Sunday, September 5, 2010

Bread


"While you are eating a piece of bread, try to recall the events that collaborated to let this take place. The oven's heat that baked the bread, the plowed earth before that, sunlight, rain, harvest, the winnowing, the being carried to and from the mill, the complex idea and the building of the mill itself. The many motions of weather in the turning of four seasons. And don't forget the knife that cuts the bread, the metallurgy and the skill of forging that blade, and your teeth, those original grinding devices. Then there's your stomach digesting the crust and there's the rest of your body being nourished, each part in unique ways.

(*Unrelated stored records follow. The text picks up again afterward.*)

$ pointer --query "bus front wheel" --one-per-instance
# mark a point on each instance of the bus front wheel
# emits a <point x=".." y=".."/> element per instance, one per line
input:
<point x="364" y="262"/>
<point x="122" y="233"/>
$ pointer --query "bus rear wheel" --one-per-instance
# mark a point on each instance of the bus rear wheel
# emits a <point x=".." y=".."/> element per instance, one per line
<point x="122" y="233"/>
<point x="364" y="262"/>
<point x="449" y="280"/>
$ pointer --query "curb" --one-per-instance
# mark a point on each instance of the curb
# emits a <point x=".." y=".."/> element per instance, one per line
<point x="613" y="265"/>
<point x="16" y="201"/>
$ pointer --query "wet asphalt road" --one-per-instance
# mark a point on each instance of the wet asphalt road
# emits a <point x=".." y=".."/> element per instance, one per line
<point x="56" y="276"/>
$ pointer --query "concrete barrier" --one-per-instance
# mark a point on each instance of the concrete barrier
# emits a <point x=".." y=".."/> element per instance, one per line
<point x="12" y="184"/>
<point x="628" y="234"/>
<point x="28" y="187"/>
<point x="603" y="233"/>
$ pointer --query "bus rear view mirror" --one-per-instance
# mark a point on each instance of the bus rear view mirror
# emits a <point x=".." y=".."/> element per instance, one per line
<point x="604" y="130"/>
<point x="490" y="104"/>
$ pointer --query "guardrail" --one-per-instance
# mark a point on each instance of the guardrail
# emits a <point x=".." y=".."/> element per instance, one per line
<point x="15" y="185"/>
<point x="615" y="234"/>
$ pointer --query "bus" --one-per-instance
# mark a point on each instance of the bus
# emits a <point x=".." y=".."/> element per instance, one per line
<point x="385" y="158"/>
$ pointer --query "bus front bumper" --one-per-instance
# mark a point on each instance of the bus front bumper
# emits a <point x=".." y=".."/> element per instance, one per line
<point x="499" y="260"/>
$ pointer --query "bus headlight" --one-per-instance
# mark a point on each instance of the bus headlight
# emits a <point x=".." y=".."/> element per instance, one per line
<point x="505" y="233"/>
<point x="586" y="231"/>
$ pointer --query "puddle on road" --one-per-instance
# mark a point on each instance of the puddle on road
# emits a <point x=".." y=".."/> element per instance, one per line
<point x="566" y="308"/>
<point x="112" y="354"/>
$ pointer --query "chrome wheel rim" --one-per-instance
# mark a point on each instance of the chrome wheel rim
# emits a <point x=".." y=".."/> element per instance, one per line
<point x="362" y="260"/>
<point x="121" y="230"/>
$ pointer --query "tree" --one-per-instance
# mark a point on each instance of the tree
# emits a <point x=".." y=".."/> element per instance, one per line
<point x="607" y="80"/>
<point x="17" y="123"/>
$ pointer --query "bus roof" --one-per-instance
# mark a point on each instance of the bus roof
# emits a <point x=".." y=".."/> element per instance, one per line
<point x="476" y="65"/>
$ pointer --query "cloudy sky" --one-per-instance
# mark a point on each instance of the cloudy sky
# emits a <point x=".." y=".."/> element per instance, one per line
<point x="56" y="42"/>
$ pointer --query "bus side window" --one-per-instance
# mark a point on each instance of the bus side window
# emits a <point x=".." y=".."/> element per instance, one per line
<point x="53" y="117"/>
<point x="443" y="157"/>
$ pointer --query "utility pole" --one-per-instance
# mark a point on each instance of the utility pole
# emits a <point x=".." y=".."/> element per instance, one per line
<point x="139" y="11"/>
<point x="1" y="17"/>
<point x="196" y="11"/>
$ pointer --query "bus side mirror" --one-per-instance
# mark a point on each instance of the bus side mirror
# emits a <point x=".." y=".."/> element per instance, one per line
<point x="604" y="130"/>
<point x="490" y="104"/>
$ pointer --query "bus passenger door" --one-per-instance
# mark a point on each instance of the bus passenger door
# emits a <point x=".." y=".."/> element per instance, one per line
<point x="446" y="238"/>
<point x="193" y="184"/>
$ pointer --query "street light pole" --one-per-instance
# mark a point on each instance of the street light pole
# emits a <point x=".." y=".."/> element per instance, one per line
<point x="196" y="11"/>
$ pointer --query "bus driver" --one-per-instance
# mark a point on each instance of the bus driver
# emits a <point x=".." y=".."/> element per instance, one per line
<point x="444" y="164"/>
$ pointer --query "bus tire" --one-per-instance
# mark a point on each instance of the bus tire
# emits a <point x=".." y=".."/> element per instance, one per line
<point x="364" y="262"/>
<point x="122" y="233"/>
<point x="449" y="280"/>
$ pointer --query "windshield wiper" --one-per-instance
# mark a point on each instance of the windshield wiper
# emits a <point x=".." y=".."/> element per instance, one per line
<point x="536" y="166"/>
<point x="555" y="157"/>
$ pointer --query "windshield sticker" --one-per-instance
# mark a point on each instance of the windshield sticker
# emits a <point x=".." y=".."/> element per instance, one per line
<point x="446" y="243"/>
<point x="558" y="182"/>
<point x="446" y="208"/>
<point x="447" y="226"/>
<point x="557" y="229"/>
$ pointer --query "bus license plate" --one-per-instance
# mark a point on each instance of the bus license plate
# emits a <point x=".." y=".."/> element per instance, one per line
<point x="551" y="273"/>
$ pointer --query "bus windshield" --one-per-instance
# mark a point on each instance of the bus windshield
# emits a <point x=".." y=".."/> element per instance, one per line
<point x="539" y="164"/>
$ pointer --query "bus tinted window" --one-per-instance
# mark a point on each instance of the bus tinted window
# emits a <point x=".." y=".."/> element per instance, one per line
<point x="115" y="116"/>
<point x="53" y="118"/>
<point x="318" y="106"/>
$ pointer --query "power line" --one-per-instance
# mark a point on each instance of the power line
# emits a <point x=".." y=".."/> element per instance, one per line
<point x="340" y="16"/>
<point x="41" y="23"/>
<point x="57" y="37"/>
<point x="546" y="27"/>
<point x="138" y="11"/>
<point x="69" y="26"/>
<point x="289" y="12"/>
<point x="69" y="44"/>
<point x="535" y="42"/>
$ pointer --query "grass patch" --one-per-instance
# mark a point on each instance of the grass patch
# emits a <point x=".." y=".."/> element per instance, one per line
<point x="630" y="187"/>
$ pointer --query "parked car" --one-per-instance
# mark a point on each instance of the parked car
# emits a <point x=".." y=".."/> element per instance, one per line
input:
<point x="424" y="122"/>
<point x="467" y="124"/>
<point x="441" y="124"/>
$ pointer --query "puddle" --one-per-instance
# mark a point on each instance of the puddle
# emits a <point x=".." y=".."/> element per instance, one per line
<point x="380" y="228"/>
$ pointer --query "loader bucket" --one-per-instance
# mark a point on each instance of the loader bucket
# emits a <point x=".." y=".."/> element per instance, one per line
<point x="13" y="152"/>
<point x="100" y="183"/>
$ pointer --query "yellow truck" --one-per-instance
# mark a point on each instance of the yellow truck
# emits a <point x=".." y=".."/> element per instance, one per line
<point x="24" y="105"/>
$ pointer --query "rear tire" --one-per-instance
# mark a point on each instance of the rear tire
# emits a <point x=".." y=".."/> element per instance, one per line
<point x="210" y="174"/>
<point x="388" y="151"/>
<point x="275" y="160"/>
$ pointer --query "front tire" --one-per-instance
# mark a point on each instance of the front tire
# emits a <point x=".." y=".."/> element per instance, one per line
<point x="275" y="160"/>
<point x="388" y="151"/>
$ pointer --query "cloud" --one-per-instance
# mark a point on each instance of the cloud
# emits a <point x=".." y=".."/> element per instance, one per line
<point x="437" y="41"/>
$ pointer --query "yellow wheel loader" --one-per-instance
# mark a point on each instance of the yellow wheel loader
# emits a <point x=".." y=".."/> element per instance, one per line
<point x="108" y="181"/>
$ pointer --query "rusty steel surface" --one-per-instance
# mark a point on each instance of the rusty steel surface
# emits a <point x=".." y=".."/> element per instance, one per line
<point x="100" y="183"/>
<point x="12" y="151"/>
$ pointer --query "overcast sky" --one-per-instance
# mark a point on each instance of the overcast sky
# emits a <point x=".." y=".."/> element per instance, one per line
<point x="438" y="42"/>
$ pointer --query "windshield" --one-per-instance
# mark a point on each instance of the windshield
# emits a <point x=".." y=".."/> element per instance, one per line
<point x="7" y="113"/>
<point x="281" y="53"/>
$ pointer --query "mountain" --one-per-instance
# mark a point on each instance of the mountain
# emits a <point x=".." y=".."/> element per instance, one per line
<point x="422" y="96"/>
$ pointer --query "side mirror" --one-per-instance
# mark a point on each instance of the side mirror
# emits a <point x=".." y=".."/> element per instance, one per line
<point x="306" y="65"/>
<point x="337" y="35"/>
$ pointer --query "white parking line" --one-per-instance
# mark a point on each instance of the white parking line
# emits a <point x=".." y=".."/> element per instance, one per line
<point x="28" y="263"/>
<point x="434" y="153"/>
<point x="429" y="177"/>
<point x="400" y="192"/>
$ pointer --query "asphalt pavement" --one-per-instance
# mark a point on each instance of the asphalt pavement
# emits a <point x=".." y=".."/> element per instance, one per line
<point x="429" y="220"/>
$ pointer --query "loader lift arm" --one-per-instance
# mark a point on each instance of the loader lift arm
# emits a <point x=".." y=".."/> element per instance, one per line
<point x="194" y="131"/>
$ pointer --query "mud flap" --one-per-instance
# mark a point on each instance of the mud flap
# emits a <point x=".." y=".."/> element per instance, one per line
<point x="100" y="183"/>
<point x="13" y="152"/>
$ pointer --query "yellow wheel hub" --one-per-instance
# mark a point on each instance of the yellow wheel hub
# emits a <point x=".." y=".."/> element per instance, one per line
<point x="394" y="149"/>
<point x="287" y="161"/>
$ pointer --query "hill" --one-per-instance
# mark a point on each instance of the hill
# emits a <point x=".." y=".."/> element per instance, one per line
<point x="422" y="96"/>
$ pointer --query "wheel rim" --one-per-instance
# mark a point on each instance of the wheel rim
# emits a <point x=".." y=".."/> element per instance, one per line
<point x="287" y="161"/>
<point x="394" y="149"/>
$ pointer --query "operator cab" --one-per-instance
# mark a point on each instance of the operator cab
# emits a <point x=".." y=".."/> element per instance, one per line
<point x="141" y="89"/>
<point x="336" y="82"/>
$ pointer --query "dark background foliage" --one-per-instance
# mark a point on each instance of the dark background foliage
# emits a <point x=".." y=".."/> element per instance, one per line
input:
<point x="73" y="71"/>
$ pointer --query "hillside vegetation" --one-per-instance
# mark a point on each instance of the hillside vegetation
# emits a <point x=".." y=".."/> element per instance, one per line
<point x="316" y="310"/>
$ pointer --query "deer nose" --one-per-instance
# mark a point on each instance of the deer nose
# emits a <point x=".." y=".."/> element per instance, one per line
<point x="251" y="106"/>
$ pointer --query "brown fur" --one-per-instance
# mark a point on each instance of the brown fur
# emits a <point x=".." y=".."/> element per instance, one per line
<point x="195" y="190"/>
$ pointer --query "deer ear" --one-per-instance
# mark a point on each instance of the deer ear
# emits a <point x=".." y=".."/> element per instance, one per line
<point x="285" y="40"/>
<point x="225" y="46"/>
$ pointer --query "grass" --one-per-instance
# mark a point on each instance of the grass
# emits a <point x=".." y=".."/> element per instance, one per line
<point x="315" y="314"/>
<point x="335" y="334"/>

Two hundred and forty-eight bones, five hundred and thirty muscles, three hundred arteries, ligaments, tendons, cartilage, your organs and limbs, your brain. As the bread dissolves, many intelligences within you are deciding and peacefully agreeing on how to divide the benefits. If there were discord, you would feel pain and cry out, but you don't. Now notice the unified human awareness thoughtfully living inside your body with a soul in communion with other spirit-intelligences. Observe how it sits at the junction of two worlds as a human being looking with kindness on other human beings. Some say this is the culmination of the body's long development and the beginning of the next transformation, that you that live with gratitude for food and thankfulness also for any difficulty, pain, or sudden disappointment, seeing those too as grace, that you live inside and outside time as an angelic breadeating witness taking in this myriad convergence of providential motions and that you are in yourself an individual soul being made from divine wisdom."

-Baha'uddin Walad, the father of Sufi poet Rumi, on eating a piece of bread

Life is so simple, yet so intricately beautiful.